Knowing what queries to run
- Decide how to phrase and SQL query (there are lots of ways of phrasing queries, like joins and subqueries etc) based on how long it takes to get a result. The faster the better.
- Cross joins are really really slow, and correlated subqueries are also slow. The best way to find out is to experiment with queries and testing the speed differences.
Noncorreclated subqueries with IN and NOT IN
A noncorrelated subquery uses IN or NOT IN to test if the values returnedin the subquery are members of a set or not.

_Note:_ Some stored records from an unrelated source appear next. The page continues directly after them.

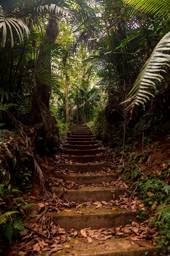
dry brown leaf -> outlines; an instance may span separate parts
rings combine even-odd
[[[136,241],[136,243],[140,247],[144,247],[145,248],[146,246],[142,243],[140,241]]]
[[[62,250],[63,248],[61,248],[61,247],[54,247],[52,249],[53,252],[60,252],[61,250]]]
[[[87,237],[87,235],[84,229],[81,229],[80,231],[80,233],[84,237]]]
[[[64,245],[64,248],[66,248],[68,249],[70,249],[71,248],[72,248],[73,247],[73,246],[71,246],[71,245]]]
[[[46,254],[45,255],[45,256],[50,256],[50,255],[51,255],[52,252],[53,252],[53,251],[51,250],[49,252],[48,252],[46,253]]]
[[[73,251],[71,252],[71,254],[72,254],[72,255],[73,255],[73,256],[78,256],[78,254],[75,251],[75,250],[74,250],[74,251]]]
[[[96,240],[99,240],[99,241],[105,241],[106,239],[104,236],[101,236],[100,235],[96,236],[94,238]]]
[[[113,197],[113,199],[115,199],[115,191],[111,191],[111,193],[112,194],[112,196]]]
[[[139,229],[137,227],[135,227],[133,229],[133,231],[137,235],[139,235]]]
[[[115,211],[115,210],[117,210],[117,208],[115,208],[115,207],[113,207],[112,208],[112,210],[113,211]]]
[[[34,245],[33,247],[33,251],[34,252],[40,252],[40,249],[39,243],[37,243],[36,244]]]
[[[93,241],[92,238],[91,237],[90,237],[90,236],[88,236],[87,237],[87,241],[88,241],[88,243],[92,243],[92,241]]]
[[[25,256],[26,253],[24,252],[22,252],[22,251],[19,251],[18,254],[20,256]]]
[[[116,236],[123,236],[124,233],[123,232],[117,232],[116,233]]]
[[[108,238],[111,238],[112,237],[112,235],[107,235],[107,236],[105,236],[105,238],[106,240],[108,239]]]
[[[64,211],[66,211],[66,212],[69,212],[70,211],[72,211],[72,209],[64,209]]]
[[[132,239],[132,240],[134,240],[134,241],[140,241],[141,240],[141,238],[139,238],[138,237],[134,237],[134,236],[131,236],[130,237],[131,239]]]
[[[43,203],[38,203],[38,206],[40,206],[41,208],[42,208],[43,207],[45,207],[46,205],[45,204],[43,204]]]
[[[62,245],[57,245],[57,244],[53,244],[53,245],[52,245],[50,246],[51,248],[54,248],[55,247],[58,247],[59,248],[60,247],[61,249],[62,247]]]

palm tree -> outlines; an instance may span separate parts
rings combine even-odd
[[[169,27],[170,20],[170,3],[169,0],[123,0],[124,2],[146,13],[150,13],[155,16],[163,16]],[[142,69],[134,86],[128,95],[125,102],[131,101],[130,106],[134,104],[144,104],[150,97],[154,95],[150,92],[151,88],[155,89],[157,82],[160,82],[163,78],[163,73],[170,66],[170,32],[165,35],[157,44],[150,57]]]

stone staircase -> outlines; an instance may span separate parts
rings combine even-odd
[[[55,222],[62,228],[73,229],[80,232],[90,227],[95,230],[105,228],[114,230],[125,225],[130,220],[136,220],[135,212],[119,207],[97,208],[96,204],[93,204],[90,207],[86,207],[84,204],[81,206],[81,202],[83,202],[87,203],[97,201],[99,204],[101,202],[110,202],[113,199],[118,199],[119,196],[124,193],[123,188],[105,186],[106,183],[116,181],[118,175],[117,173],[110,174],[103,171],[104,168],[109,166],[110,163],[106,161],[104,150],[89,128],[86,126],[70,126],[66,143],[63,147],[62,159],[66,163],[60,165],[60,168],[67,170],[67,174],[61,172],[57,175],[57,177],[84,186],[77,189],[66,190],[62,198],[69,202],[80,202],[79,209],[80,214],[77,213],[77,208],[68,212],[62,211],[54,215]],[[58,195],[61,190],[57,188],[55,192]],[[89,243],[75,238],[68,241],[68,245],[60,252],[52,255],[153,255],[154,249],[149,241],[142,241],[141,246],[127,237],[117,239],[113,236],[106,241],[94,239]]]

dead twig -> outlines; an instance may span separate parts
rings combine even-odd
[[[35,230],[35,229],[31,229],[31,227],[28,227],[25,226],[25,225],[24,225],[24,227],[25,228],[25,229],[28,229],[28,230],[30,230],[30,231],[33,231],[33,232],[34,232],[35,233],[36,233],[38,235],[39,235],[40,236],[43,236],[43,237],[44,237],[45,238],[47,238],[47,239],[48,238],[48,237],[47,236],[46,236],[45,235],[44,235],[44,234],[42,234],[42,233],[40,233],[40,232],[38,232],[38,231],[37,231],[36,230]]]

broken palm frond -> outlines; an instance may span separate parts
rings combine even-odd
[[[31,146],[30,143],[29,141],[29,139],[26,134],[26,132],[24,131],[23,125],[18,120],[17,120],[16,118],[15,118],[13,116],[11,113],[8,111],[7,110],[5,110],[5,111],[10,118],[10,120],[12,120],[12,122],[15,125],[16,129],[18,132],[18,134],[20,137],[20,139],[22,143],[24,145],[25,145],[26,148],[26,153],[28,155],[31,156],[33,158],[33,162],[34,165],[35,170],[37,171],[38,174],[41,189],[43,191],[44,196],[45,198],[47,198],[49,196],[50,193],[47,192],[45,188],[44,175],[42,170],[43,167],[41,166],[41,165],[38,163],[38,159],[34,155],[33,150],[32,149],[32,147]],[[6,142],[4,141],[4,142],[5,143],[4,143],[3,144],[4,144],[4,148],[7,150],[7,154],[9,155],[9,157],[13,158],[13,154],[8,149],[7,146],[6,145]],[[11,141],[10,141],[10,140],[8,140],[8,141],[7,141],[7,145],[9,143],[10,144]],[[15,142],[15,147],[17,146],[17,145],[16,144],[16,143],[17,142]]]
[[[157,44],[149,59],[136,80],[134,86],[123,103],[130,102],[129,109],[134,104],[144,105],[154,97],[150,91],[155,90],[156,82],[160,82],[163,77],[160,74],[166,72],[165,67],[170,67],[170,32],[166,34]]]

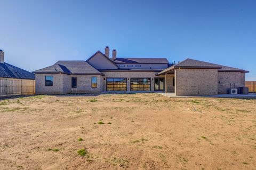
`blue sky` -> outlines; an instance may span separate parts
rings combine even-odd
[[[0,0],[5,61],[34,71],[86,60],[187,58],[249,70],[256,80],[256,1]]]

SELECT mc.first_name, mc.last_name, mc.phone, jc.title FROM job_current AS jc NATURAL JOIN my_contacts AS mc WHERE jc.title IN (SELECT title FROM job_listings);
IN evaluates each row of each jc.title values against the entire set returned by the subquery
Using NOT IN in this case lets you see job titles that don't match the job listings.
A correlated subquery means that the inner query relies on the outer query before it can be resolved.
SELECT mc.first_name, mc.last_name FROM my_contacts AS mc WHERE 3 = ( SELECT COUNT(*) FROM contact_interest WHERE contact_id = mc.contact_id );
The query above counts the number of interests in the interest table for each person in my_contacts, then returns the first and last name of those people who have three interests
The subquery depends on the outer query. It needs the value for contact_id from the outer query before the inner query can be processed.
SELECT mc.first_name firstname, mc.last_name lastname, mc.email email FROM my_contacts mc WHERE NOT EXISTS (SELECT * FROM job_current jc WHERE mc.contact_id = jc.contact_id);
Just like the IN and NOT IN, you can use both EXISTS and NOT EXISTS with your subqueries. THe query above returns data from my_contacts where the contact_ids do not show up at all in the contact_interest table.